My big concern though is that many places we play aren't large enough to mic everything, so am I going to lose the guitar and keys if only vocals are being mic'd and I'm wearing the IEM's?
the larger places that isn't such a problem, we tend to mic everything then.

And I do a bit of lead singing, but much more harmonies on a given night, if that makes any difference.

Matt, your little monitor, does it work decently for your purposes? How much power and what kind is it?

And Brentcn, what an interesting little unit, but I'd be scared of getting a blast of unprotected feedback. If only my whole band would go IEM!
I play some gigs where we don't mic everything and it can be a challenge at times. But my vocal mic and the other vocal mics pick up some of the amp sound. I try to get them to mic their amps anyway and then just turn the volume through the PA down and adjust monitor feed as needed. You may also love having control of the volume of your vocal to your IEMs. It helps me be less pitchy!
 
M

Matt Bo Eder

Guest
Matt, your little monitor, does it work decently for your purposes? How much power and what kind is it?

Mine is a Custom KPC4P 50W powered speaker. It looks like a tiny wedge monitor but there's hardware built into the base so you can screw it onto a mic stand. It's actually pretty loud, and of course, because you can put it on a mic stand, you can have it as close to your head as you can get it. I picked one up for $80 new.

Behringer makes a small monitor like this as well, as does Galaxy Audio, which is probably the best one on the market for hotspot monitors.
 

FreDrummer

Silver Member
My big concern though is that many places we play aren't large enough to mic everything, so am I going to lose the guitar and keys if only vocals are being mic'd and I'm wearing the IEM's?
the larger places that isn't such a problem, we tend to mic everything then.
As others have said, IEMs! Save your hearing!

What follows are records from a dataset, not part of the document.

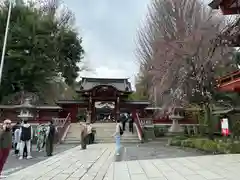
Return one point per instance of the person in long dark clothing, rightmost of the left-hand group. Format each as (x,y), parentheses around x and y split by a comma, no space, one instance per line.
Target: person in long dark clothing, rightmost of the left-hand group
(50,135)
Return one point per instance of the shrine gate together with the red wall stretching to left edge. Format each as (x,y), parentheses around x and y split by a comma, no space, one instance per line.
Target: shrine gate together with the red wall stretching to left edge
(90,91)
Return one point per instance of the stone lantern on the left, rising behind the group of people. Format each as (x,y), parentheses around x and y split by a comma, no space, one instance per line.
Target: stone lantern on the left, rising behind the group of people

Since you have the ability to mic everything, why not mic everything all the time? The guitars, bass, and keys do not have to go through the mains in a small venue, but can go only to the monitor mix. Better still, if the mixer has two or more monitor feeds -- which, if you have enough inputs to mic everything at the larger venues, I'm guessing it does -- only send the guitars, bass, and keys to the IEM monitor mix (this way you keep them out of the wedges out front).
 

Woolwich

Silver Member
at the risk of being flamed, try experimenting with earplugs... in one, or both ears. they can help you hear yourself in small venues... sometimes monitors can add to the auditory chaos.
I was in the middle of posting this the other day until my web browser logged me out!
Playing pub gigs it's very rare that I've had a monitor to myself, on the occasions that we've played big events and I've been asked what I want in the monitor my first reaction is "a monitor for me?" Followed by "erm I don't know what I want in it thank you!".
However I've always worn ear plugs, ACS ER20s but it seems that a lot of the "Christmas Tree" shaped ones are similiar, and as a result I have no problem hearing myself. Perhaps on bigger stages where the backline volume is more spread out and there's a higher reliance on monitoring this might not work but I'm quite busy on backing vocals and ear plugs serve me well.